Nguyen Thi Lan Anh, une passionnée de cryptomonnaies à Da Nang, partage ces craintes: « Si seulement quelques cryptomonnaies sont autorisées, le marché deviendra moins attractif. Les investisseurs se tourneront vers des plateformes étrangères, que nous ne pourrons pas contrôler. »
Lutter contre la fraude ou pénaliser les bons acteurs?
L’un des objectifs affichés du décret est de réduire les fraudes massives qui ont marqué le secteur ces dernières années, comme les ICO frauduleuses ou les systèmes de Ponzi ayant ruiné des épargnants. La transparence et un contrôle accru semblent à première vue pertinents.
Pourtant, certains experts restent sceptiques. « Les criminels trouvent toujours des moyens de contourner les régulations », souligne Tran Duc Thang, consultant blockchain à Hô Chi Minh-Ville. « La vraie question est: ces nouvelles règles protègent-elles les investisseurs honnêtes, ou ne font-elles que complexifier et renchérir l’accès au marché? »

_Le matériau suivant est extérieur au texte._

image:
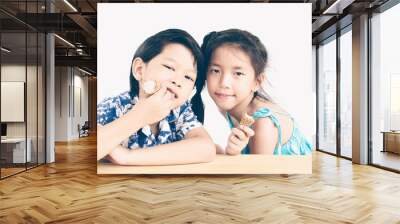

Quel avenir pour le Vietnam dans l’écosystème crypto?
Alors que des pays comme le Salvador ont adopté le Bitcoin comme monnaie légale, le Vietnam mise sur le contrôle plutôt que sur la liberté. Le pari est risqué: cette approche pourrait attirer des investisseurs institutionnels et renforcer la confiance, mais elle risque aussi de pousser les talents et les projets innovants à s’exiler.
Pour les passionnés locaux, l’espoir réside dans une éventuelle évolution des règles après la période de transition. « C’est un pas dans la bonne direction », estime Le Minh Tuan. « Mais il reste encore beaucoup à faire pour que le Vietnam devienne un hub crypto attractif. »
Une chose est sûre: à partir de septembre, le paysage financier numérique vietnamien sera bouleversé. Les prochains mois diront si ces nouvelles règles apporteront la sécurité escomptée ou alourdiront encore le fardeau des investisseurs. Une chose est déjà certaine: quiconque s’intéresse aux cryptomonnaies au Vietnam devra désormais composer avec ce nouveau cadre.